Konami revient sur le devant de la scène, cette fois avec Contra: Rogue Corps, nouveau chapitre d’une des sagas les plus représentatives du géant japonais.
Techniquement parlant, le jeu revient sur au moins deux générations, avec des textures et des motifs polygonaux très pauvres en détails. Pour compenser une partie du secteur graphique qui n’est pas en phase avec le temps, nous pensons qu’un bon secteur de l’éclairage et une cadence de trame très stable, même dans les situations les plus agitées.
En ce qui concerne le gameplay, la discussion est assez différente. Compte tenu du fait que nous sommes dans 2019, l’équipe de développement a choisi d’abandonner en grande partie les mécanismes de jeu classiques typiques de la franchise, transformant ce Contra en un tir double bâton avec vue isométrique d'en haut.

Cependant, certains points de contact avec le passé sont restés et se trouvent principalement dans un niveau de difficulté assez élevé bien que, malheureusement, mal calibré. Pour tenter de moderniser un peu la formule de jeu historique, l’équipe a bien pensé à insérer un léger composant, principalement dédié à la modification et à la mise à niveau des armes et des équipements mis à notre disposition. Portez une attention particulière à la barre de santé, car elle ne se régénère pas automatiquement et que les médi-kits sont fournis avec parcimonie. Une autre nouveauté de la production réside alors dans la caméra, qui ne parvient pas toujours à suivre l'action à l'écran. Il existe de nombreuses armes à feu disponibles, mais leur sentiment est très léger, dans les deux variantes. L'intelligence artificielle des ennemis s'avère très fluctuante, et avec des routines souvent insuffisantes pour mettre en difficulté le joueur.

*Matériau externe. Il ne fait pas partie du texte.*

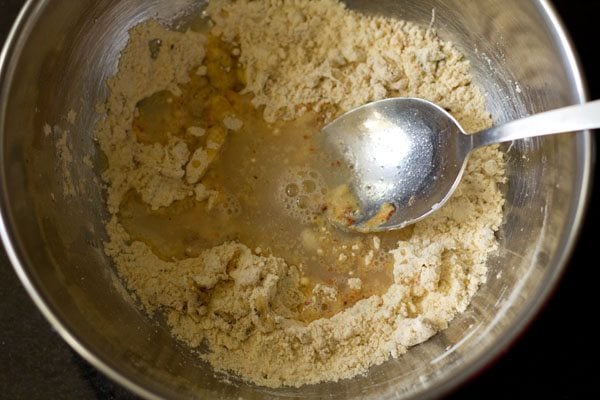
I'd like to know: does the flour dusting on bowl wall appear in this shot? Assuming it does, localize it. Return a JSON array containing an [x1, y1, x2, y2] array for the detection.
[[2, 0, 589, 398]]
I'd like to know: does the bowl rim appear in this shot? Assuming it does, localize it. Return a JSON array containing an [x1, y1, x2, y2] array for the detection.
[[0, 0, 595, 399]]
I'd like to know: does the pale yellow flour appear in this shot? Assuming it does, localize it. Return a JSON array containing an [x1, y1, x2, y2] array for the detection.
[[97, 0, 504, 387]]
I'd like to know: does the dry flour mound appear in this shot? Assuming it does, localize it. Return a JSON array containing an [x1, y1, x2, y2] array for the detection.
[[98, 0, 504, 387]]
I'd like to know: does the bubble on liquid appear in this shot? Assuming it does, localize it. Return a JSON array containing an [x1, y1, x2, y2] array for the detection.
[[218, 194, 242, 217], [276, 167, 327, 225], [302, 180, 317, 193], [285, 183, 298, 197]]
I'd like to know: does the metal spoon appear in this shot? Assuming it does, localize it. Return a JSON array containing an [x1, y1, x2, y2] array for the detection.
[[320, 98, 600, 232]]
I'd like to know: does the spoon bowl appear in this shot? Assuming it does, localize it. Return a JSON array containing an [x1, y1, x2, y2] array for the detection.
[[320, 98, 600, 232]]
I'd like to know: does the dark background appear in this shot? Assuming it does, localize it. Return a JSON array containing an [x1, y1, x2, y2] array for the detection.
[[0, 0, 600, 400]]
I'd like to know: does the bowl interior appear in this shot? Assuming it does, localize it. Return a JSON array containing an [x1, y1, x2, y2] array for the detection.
[[0, 0, 591, 399]]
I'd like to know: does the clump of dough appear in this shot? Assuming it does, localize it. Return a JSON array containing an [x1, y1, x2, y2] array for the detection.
[[98, 0, 504, 387]]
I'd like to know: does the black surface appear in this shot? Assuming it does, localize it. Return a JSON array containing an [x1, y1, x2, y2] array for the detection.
[[0, 0, 600, 400]]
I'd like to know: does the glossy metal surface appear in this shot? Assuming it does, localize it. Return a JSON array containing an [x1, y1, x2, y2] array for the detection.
[[0, 0, 592, 399], [321, 97, 600, 232]]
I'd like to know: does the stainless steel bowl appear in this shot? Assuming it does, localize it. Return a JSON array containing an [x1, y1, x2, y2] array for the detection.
[[0, 0, 592, 399]]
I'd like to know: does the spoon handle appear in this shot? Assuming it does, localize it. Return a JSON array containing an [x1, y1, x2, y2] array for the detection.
[[470, 100, 600, 149]]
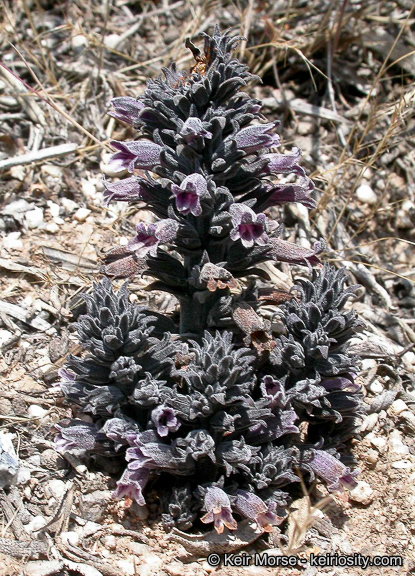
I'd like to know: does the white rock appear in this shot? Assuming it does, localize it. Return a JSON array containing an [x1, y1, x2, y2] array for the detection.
[[61, 531, 79, 546], [360, 413, 378, 432], [402, 350, 415, 365], [24, 560, 63, 576], [82, 520, 102, 538], [356, 184, 378, 206], [369, 380, 383, 394], [104, 34, 121, 48], [350, 480, 375, 506], [74, 208, 91, 222], [392, 460, 412, 470], [25, 207, 43, 230], [24, 516, 47, 534], [61, 198, 79, 212], [10, 166, 26, 182], [143, 554, 163, 570], [3, 232, 23, 251], [40, 164, 62, 178], [117, 560, 137, 576], [388, 400, 408, 416], [366, 435, 387, 451], [46, 200, 61, 218], [27, 404, 47, 418], [388, 430, 409, 454], [0, 329, 13, 348], [102, 534, 117, 550], [81, 178, 97, 198], [45, 479, 66, 500], [45, 222, 59, 234]]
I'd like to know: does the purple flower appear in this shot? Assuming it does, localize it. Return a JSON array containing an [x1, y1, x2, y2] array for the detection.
[[235, 490, 285, 532], [234, 122, 281, 154], [261, 376, 288, 408], [54, 418, 105, 454], [270, 238, 326, 266], [308, 450, 360, 492], [229, 204, 268, 248], [180, 118, 212, 146], [108, 96, 144, 127], [262, 147, 305, 176], [127, 218, 179, 258], [256, 177, 317, 210], [151, 406, 180, 436], [103, 176, 147, 206], [110, 140, 163, 173], [112, 468, 150, 506], [171, 174, 208, 216], [201, 488, 238, 534]]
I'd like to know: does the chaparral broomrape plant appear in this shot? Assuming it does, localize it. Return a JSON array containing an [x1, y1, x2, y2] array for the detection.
[[57, 27, 361, 533]]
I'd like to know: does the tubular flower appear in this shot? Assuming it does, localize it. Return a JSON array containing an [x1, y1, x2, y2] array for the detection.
[[229, 204, 268, 248], [110, 140, 162, 173], [201, 488, 238, 534]]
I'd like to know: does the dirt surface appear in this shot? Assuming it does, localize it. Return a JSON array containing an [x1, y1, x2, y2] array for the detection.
[[0, 0, 415, 576]]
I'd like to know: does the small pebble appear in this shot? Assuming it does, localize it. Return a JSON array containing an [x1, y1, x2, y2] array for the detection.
[[45, 479, 66, 500], [369, 380, 383, 394], [27, 404, 47, 418], [350, 480, 375, 506], [388, 400, 408, 416], [104, 34, 121, 49], [61, 531, 79, 546], [25, 207, 43, 230], [45, 222, 59, 234], [392, 460, 412, 470], [10, 166, 26, 182], [356, 184, 378, 206], [25, 516, 47, 534], [102, 534, 117, 550], [40, 164, 62, 178], [61, 198, 79, 213], [71, 34, 89, 52], [74, 208, 91, 222], [360, 412, 378, 432]]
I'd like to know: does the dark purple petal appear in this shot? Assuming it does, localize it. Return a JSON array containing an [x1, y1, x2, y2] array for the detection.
[[112, 468, 150, 506], [110, 140, 162, 173], [234, 122, 281, 154], [309, 450, 360, 492], [257, 177, 317, 210], [263, 147, 305, 176], [229, 204, 268, 248], [180, 118, 212, 145], [108, 96, 144, 127], [201, 488, 238, 534], [103, 176, 148, 206], [151, 406, 180, 436], [171, 174, 208, 216]]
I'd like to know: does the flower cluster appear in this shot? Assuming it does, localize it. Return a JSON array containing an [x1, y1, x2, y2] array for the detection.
[[57, 28, 361, 533]]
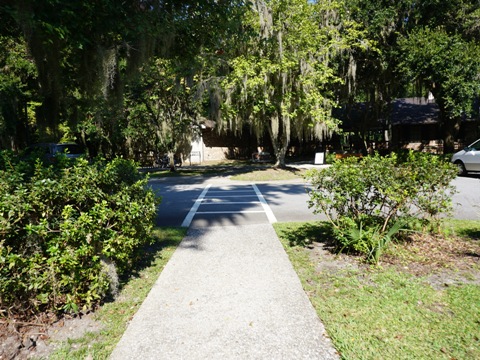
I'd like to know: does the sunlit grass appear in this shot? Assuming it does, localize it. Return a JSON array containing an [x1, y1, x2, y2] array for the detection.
[[275, 223, 480, 359]]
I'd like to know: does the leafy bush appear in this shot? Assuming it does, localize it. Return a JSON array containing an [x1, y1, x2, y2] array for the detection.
[[306, 152, 456, 262], [0, 153, 157, 315]]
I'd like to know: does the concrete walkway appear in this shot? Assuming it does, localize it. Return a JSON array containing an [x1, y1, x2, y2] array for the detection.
[[111, 224, 339, 360]]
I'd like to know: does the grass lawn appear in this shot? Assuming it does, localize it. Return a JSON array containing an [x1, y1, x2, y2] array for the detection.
[[275, 221, 480, 359]]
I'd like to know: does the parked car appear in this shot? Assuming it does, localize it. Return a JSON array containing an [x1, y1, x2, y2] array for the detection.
[[452, 139, 480, 175], [27, 143, 85, 161]]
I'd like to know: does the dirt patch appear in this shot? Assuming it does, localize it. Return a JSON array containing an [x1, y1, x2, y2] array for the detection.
[[310, 235, 480, 289], [0, 313, 102, 360]]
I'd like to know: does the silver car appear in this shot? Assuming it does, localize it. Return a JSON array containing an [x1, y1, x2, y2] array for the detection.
[[452, 139, 480, 175]]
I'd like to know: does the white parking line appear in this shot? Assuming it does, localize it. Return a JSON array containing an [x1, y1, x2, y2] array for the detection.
[[182, 184, 277, 227], [197, 210, 265, 215], [182, 184, 212, 227], [252, 184, 277, 224]]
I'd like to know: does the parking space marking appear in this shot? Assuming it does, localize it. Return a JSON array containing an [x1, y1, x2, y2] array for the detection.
[[182, 184, 212, 227], [252, 184, 277, 224], [182, 184, 277, 227], [197, 210, 265, 215]]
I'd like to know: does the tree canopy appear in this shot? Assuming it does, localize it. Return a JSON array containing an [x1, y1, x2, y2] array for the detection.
[[0, 0, 480, 159]]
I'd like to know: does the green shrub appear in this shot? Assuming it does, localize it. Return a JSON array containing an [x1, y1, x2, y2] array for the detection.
[[0, 154, 157, 315], [306, 152, 456, 262]]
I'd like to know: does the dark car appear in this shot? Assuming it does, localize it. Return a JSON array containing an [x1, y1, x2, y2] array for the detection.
[[452, 139, 480, 175]]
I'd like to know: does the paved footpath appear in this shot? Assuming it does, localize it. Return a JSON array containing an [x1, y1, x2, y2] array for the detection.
[[111, 224, 339, 360]]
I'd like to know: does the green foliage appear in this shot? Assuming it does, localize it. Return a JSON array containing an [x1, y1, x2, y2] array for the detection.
[[306, 152, 456, 262], [0, 153, 157, 315]]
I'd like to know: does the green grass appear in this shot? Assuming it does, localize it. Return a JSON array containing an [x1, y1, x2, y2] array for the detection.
[[49, 228, 186, 360], [444, 218, 480, 240], [275, 223, 480, 359]]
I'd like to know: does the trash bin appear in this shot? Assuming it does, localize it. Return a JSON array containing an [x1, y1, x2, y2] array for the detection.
[[314, 152, 325, 165]]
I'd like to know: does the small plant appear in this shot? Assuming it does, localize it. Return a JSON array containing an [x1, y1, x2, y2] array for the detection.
[[0, 156, 158, 316], [306, 152, 456, 263]]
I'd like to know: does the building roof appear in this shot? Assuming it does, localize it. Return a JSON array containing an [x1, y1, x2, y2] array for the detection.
[[391, 97, 440, 125]]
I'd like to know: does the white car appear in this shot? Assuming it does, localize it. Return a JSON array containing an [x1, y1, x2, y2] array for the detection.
[[452, 139, 480, 175]]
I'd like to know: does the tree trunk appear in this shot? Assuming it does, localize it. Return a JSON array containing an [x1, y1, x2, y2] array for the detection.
[[437, 101, 462, 154], [269, 129, 288, 169]]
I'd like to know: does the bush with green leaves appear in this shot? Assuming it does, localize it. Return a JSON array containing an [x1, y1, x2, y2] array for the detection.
[[0, 153, 158, 315], [306, 152, 456, 262]]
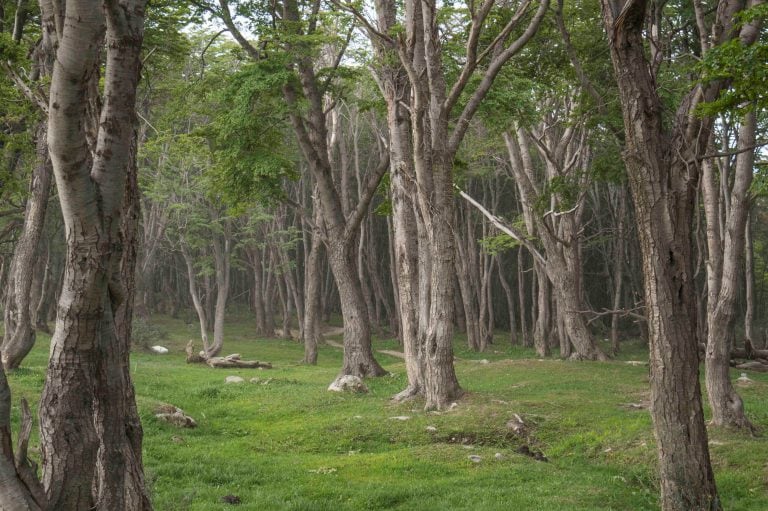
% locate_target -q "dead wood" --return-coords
[185,341,272,369]
[205,353,272,369]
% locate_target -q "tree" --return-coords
[352,0,549,409]
[601,0,754,510]
[40,0,149,511]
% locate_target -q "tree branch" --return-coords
[454,185,547,266]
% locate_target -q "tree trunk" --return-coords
[2,122,53,369]
[180,242,209,352]
[533,262,551,357]
[496,256,518,346]
[602,0,731,511]
[611,185,627,356]
[40,0,151,511]
[702,112,757,430]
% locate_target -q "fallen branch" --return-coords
[184,341,272,369]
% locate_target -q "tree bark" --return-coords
[2,126,53,369]
[702,112,757,430]
[602,0,738,504]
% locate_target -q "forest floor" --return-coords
[9,317,768,511]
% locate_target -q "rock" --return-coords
[328,374,368,393]
[155,404,197,430]
[507,414,528,436]
[221,495,242,505]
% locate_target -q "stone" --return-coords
[155,404,197,430]
[328,374,368,394]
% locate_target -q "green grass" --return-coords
[9,318,768,511]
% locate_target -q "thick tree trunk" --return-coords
[744,213,756,348]
[517,247,533,348]
[2,122,53,369]
[206,234,232,358]
[611,185,627,356]
[304,230,323,365]
[327,240,387,377]
[602,0,730,511]
[496,256,518,346]
[420,161,463,410]
[180,248,209,352]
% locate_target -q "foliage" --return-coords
[8,317,768,511]
[131,316,168,348]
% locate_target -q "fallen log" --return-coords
[184,341,272,369]
[733,360,768,373]
[205,353,272,369]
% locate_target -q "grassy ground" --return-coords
[9,318,768,511]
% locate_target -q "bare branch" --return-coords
[454,185,547,266]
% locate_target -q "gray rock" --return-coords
[328,374,368,393]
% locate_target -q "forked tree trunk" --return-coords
[702,112,757,430]
[2,122,53,369]
[744,213,756,349]
[304,230,323,365]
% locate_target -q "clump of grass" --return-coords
[9,317,768,511]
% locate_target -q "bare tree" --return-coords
[601,0,755,510]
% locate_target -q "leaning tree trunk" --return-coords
[327,239,387,377]
[602,0,730,511]
[702,112,757,430]
[304,230,323,365]
[2,126,53,369]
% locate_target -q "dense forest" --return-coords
[0,0,768,511]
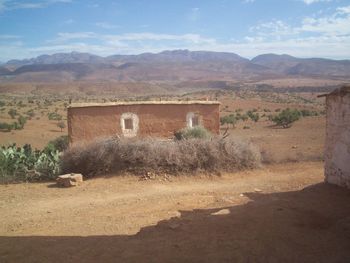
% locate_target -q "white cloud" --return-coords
[95,22,120,29]
[300,6,350,35]
[302,0,332,5]
[0,0,72,11]
[0,6,350,60]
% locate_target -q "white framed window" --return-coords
[186,112,201,128]
[120,112,139,137]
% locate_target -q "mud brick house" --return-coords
[324,86,350,188]
[68,101,220,144]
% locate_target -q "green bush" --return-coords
[47,112,62,121]
[271,108,301,128]
[61,137,261,177]
[44,135,69,152]
[8,109,18,119]
[174,126,212,140]
[247,110,260,122]
[220,114,237,127]
[0,144,59,183]
[0,122,13,132]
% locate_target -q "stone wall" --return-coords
[324,88,350,188]
[68,102,220,143]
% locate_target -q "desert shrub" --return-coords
[300,109,319,117]
[0,144,59,183]
[57,121,66,132]
[61,138,261,177]
[0,122,13,132]
[17,115,27,130]
[47,112,62,121]
[247,111,260,122]
[271,108,301,128]
[26,109,35,118]
[220,114,237,127]
[174,126,211,140]
[8,109,18,119]
[44,135,69,152]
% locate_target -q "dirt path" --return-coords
[0,162,350,262]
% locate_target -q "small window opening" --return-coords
[124,118,134,130]
[192,116,199,127]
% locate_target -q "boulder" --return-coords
[56,173,83,187]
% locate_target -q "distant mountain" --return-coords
[0,50,350,82]
[251,54,301,73]
[251,54,350,78]
[0,66,11,76]
[6,52,104,67]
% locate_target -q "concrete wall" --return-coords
[324,92,350,188]
[68,103,220,143]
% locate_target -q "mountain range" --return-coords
[0,50,350,82]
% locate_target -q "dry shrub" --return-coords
[61,138,261,177]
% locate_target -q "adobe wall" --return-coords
[68,104,220,143]
[324,93,350,188]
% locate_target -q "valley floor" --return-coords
[0,162,350,262]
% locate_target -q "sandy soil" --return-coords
[0,162,350,262]
[230,116,326,163]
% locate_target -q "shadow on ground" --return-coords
[0,184,350,262]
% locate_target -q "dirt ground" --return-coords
[0,162,350,262]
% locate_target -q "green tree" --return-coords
[8,109,17,119]
[57,121,66,132]
[272,108,301,128]
[220,114,237,127]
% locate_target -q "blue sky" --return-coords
[0,0,350,61]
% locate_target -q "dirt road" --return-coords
[0,162,350,262]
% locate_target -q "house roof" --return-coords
[68,100,221,108]
[317,84,350,97]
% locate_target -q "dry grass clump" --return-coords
[61,138,261,177]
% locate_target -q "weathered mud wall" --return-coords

Les combats de boss présents sont alors peu inspirés et la plupart du temps surmontés en répétant les mêmes actions encore et encore. Ce ne sont pas tous les ennemis que le jeu vous lance, mais vous pouvez tuer avec des armes à feu: pour certains, vous devrez en fait utiliser une sorte de "libération frontale" pour assommer l’ennemi, le jeter en l'air et le tuer avec une puissante attaque physique. Comme si le nombre d'ennemis que le jeu vous lance n'est pas suffisant, nous pensons au temps imparti pour terminer chaque niveau (environ vingt minutes), au terme duquel la mission a expiré. il va échouer, se trouvant obligé de tout recommencer. La conception des niveaux est plutôt plate et peu inspirée, et la réutilisation intensive de certains actifs a pour conséquence que de nombreux paramètres finissent par être très similaires.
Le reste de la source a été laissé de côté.